The mission of the  Human Anatomy and Physiology Society (HAPS) is to promote excellence in the teaching of anatomy and physiology.  A fundamental tenet of science is the ordered process of inquiry requiring careful and thoughtful observation by the investigator. As subdivisions of biology, both anatomy and physiology share a long history of careful and detailed examination, exploration and critical inquiry into the structure and function of the human and animal body. 

Consistent with the origins and nature of scientific inquiry, HAPS endorses the use of animals as part of the laboratory experiences in both human anatomy and human physiology. 

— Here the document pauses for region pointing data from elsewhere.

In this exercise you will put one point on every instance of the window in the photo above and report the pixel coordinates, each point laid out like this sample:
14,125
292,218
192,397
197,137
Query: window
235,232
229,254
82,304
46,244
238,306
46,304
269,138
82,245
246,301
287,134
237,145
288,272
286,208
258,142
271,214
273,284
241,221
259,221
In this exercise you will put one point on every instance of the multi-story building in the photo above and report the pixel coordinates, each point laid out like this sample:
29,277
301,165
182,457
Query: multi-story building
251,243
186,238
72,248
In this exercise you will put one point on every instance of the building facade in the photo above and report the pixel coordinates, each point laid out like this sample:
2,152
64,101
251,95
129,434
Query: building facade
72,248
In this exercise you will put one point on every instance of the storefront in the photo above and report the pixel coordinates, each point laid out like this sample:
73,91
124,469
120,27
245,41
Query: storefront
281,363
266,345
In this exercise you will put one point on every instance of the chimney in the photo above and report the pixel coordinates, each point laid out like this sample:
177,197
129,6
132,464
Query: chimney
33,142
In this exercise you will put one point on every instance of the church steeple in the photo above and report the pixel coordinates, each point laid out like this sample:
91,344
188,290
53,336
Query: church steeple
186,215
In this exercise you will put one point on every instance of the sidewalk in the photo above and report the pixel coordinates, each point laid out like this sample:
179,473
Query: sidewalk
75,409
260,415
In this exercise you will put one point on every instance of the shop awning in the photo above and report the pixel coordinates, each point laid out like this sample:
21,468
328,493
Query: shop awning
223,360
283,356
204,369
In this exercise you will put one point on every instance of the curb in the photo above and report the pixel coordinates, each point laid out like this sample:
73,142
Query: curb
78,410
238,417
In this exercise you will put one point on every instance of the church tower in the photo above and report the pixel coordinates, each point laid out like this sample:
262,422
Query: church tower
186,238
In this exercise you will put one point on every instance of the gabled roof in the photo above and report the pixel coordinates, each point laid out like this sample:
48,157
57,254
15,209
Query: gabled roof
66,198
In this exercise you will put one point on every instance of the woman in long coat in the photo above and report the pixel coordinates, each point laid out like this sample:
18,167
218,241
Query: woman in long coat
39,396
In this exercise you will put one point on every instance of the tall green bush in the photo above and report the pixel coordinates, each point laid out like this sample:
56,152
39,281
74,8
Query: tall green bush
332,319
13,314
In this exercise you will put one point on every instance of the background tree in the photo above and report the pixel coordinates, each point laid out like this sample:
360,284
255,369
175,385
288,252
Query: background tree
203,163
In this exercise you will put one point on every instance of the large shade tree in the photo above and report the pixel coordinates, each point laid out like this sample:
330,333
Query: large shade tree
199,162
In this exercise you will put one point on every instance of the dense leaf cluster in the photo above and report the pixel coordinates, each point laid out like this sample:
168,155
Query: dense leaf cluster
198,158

Historically, an important tool of investigation in human and animal anatomy has been dissection. A complete anatomy learning experience that includes dissection goes beyond naming structures and leads the student to conclusions and insights about the nature and relatedness of living organisms that are not otherwise possible. To succeed in their future careers, students must become thoroughly familiar with anatomical structures, their design features and their relationships to one another. Dissection is based on observational and kinesthetic learning that instills a recognition and appreciation for the three-dimensional structure of the animal body, the interconnections between organs and organ systems, and the uniqueness of biological material. Dissection conveys the inherent variability of living organisms not otherwise observable in simulations and models. Physiology experiments involving humans and live animals provide an excellent opportunity to learn the basic elements specific to scientific investigation and experimentation. It is here that students pose questions, propose hypotheses, develop technical skills, collect data, analyze results and develop and improve critical thinking and problem solving skills. 

Since effective teaching requires a diversity of strategies and approaches, HAPS endorses the use of computer atlases and simulations, modeling, and video programs to meet educational objectives and the needs of students. Science educators choosing not to use animals or biological specimens should choose alternatives that are able to convey equivalent anatomical and physiological intricacies to meet their educational objectives. 

Science educators have in common a respect and reverence for the natural world and therefore have a responsibility to share this with their students. They must communicate the importance of a serious approach to the study of anatomy and physiology. HAPS also encourages educators to be responsive to student concerns regarding use of animals and to provide students who object to animal use with alternative learning materials. 

 HAPS contends that science educators should retain responsibility for making decisions regarding the educational uses of animals and other strategies and techniques for the betterment of their student’s  learning. Furthermore, it opposes any legislation or administrative policy that would erode the educator’s role in decision making or restrict dissection and animal experimentation in biology.